Friday: Horse x-rays, £110.
And so on. I grow old …I grow old …I shall go into overdraft and then fold.
But I know what you are thinking. There are items here which look a bit extraneous, items of equine expenditure which cannot be put down to the everyday cost of normal living. Let me assure you, if you are a single girl who raises animals instead of children this is all perfectly humdrum. While my married friends complain of little Johnny needing braces, or Olivia having grommets fitted, I find myself coping with a faint but worrying lameness in Tara’s back legs.
And, unlike my friends with children, I cannot get my darling’s needs sorted out free on the NHS. Nor can I gossip endlessly about them on Mumsnet. Forgive me, therefore, if I unburden my anxieties here.
The horse physio turned up at 8 a.m. on Monday, my day off — all busy working mums need one — and rang me while I was still in bed: ‘I’ve looked at her on the straight and in circles and she’s a bit lame in the right foreleg. She’s also stiff in her back and hind legs. Do you want me to release her pelvis?’ There is no answer to this gobbledygook. I understand it not a jot.
Having my horse’s pelvis released was never on my ‘to do’ list. But, given the choice of having one’s horse’s pelvis released or not, one does of course opt for the former, and hang the expense. ‘Will this help the lameness?’ I asked blearily. ‘Not really,’ said the horse physio as if this were the daftest assumption I could possibly have made from the information just given to me. ‘That’s a matter for the vet.’

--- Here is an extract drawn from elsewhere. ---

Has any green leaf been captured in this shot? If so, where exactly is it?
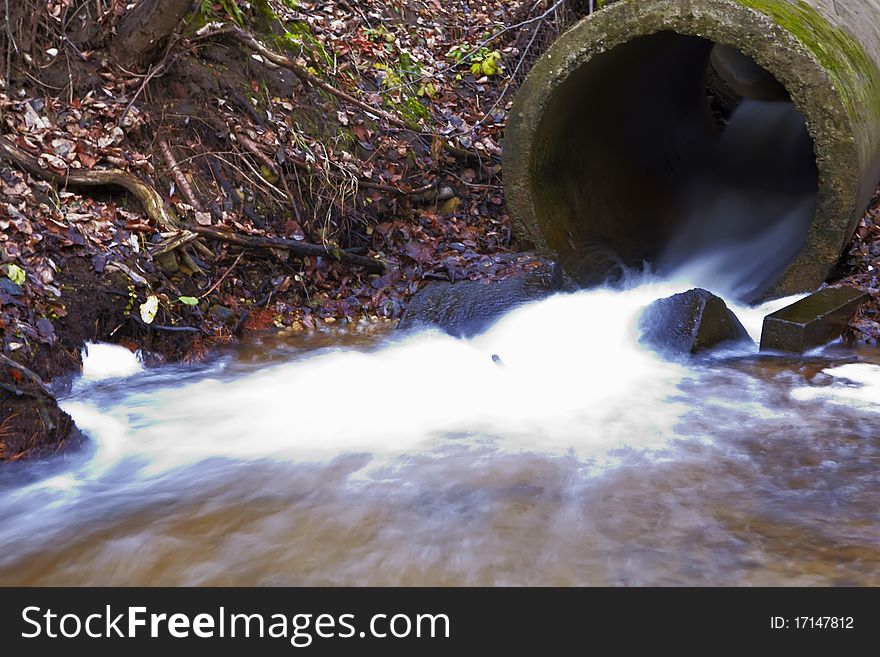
[141,294,159,324]
[6,264,27,285]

The vet’s verdict was equally baffling. She thinks Tara has become ‘long in the toe’ indicating possible damage to the bones inside the feet and so she has been packed off to the clinic in Horsham. When the X-ray results are through, the vet will consult with the farrier and come up with a way of shoeing her that will raise her heels.
To my great distress, she may have to be fitted with something called an egg bar or wedge. This is the equine equivalent of an orthopedic shoe. I worry, as would every mother, that she will be the object of ridicule in the stable block and may be bullied by other horses when she is turned out in the field.

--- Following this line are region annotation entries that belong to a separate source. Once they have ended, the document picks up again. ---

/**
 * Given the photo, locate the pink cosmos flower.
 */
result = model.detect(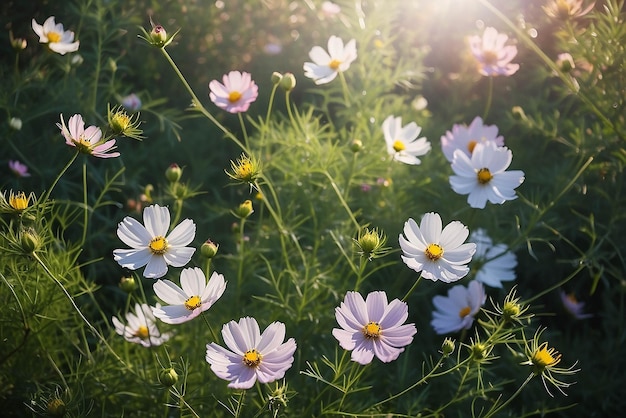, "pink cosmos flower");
[57,114,120,158]
[209,71,259,113]
[9,160,30,177]
[333,291,417,364]
[206,317,296,389]
[469,27,519,76]
[441,116,504,162]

Like any good parent, I have turned to the internet for solace and am researching alternative therapies. According to experts in America, a centrally supportive shoe used experimentally to treat wild mustangs may do the job better. On the other hand, Wikipedia suggests taking her shoes off altogether in the hope that improved blood flow may change the conformation of the hoof.

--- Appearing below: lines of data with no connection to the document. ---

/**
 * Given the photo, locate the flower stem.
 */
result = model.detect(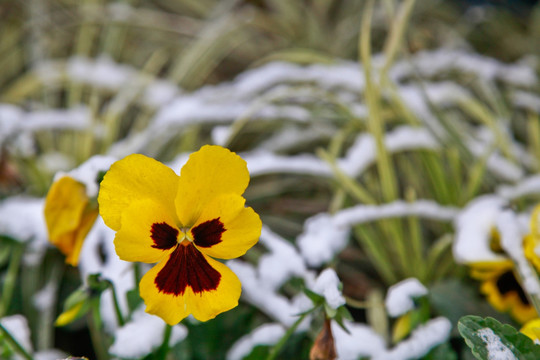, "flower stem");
[88,298,109,360]
[266,312,310,360]
[0,244,24,317]
[156,324,172,360]
[0,323,34,360]
[107,280,126,326]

It’s all very confusing and in the ensuing panic and guilt — could I have spotted her problems earlier? — I have resigned myself to paying for whatever remedial support is necessary to give her the best chance in life.
To complicate things further, the electronic dogflap has just broken again (£107) and my cat Louis is not eating. This can mean only one thing: his teeth need cleaning under anaesthetic (£130). While booking him in for the procedure, the veterinary nurse asks whether I’m aware that my rabbit is due his vaccination for viral hemorrhagic disease (£21). And before you say insurance, I have insurance by the bucketload. If you claim for so much as a fur ball, the premium shoots through the roof.
Trust me, this issue is a ticking time bomb. As more and more women opt for a single life with pets, the government will have to consider some form of animal NHS. It could do worse than put me on the steering panel for the legislation. With all the time I spend sitting in vet waiting-rooms, I have already worked out how it might operate. Using an element of hypothecation, singletons could tick a box on their general-election ballot paper opting for their National Insurance Contributions to be spent on a nationwide system of petcare (the PHS) rather than on the state schools they will never use. Democracy in action, if you ask me.
Melissa Kite is deputy political editor of the Sunday Telegraph.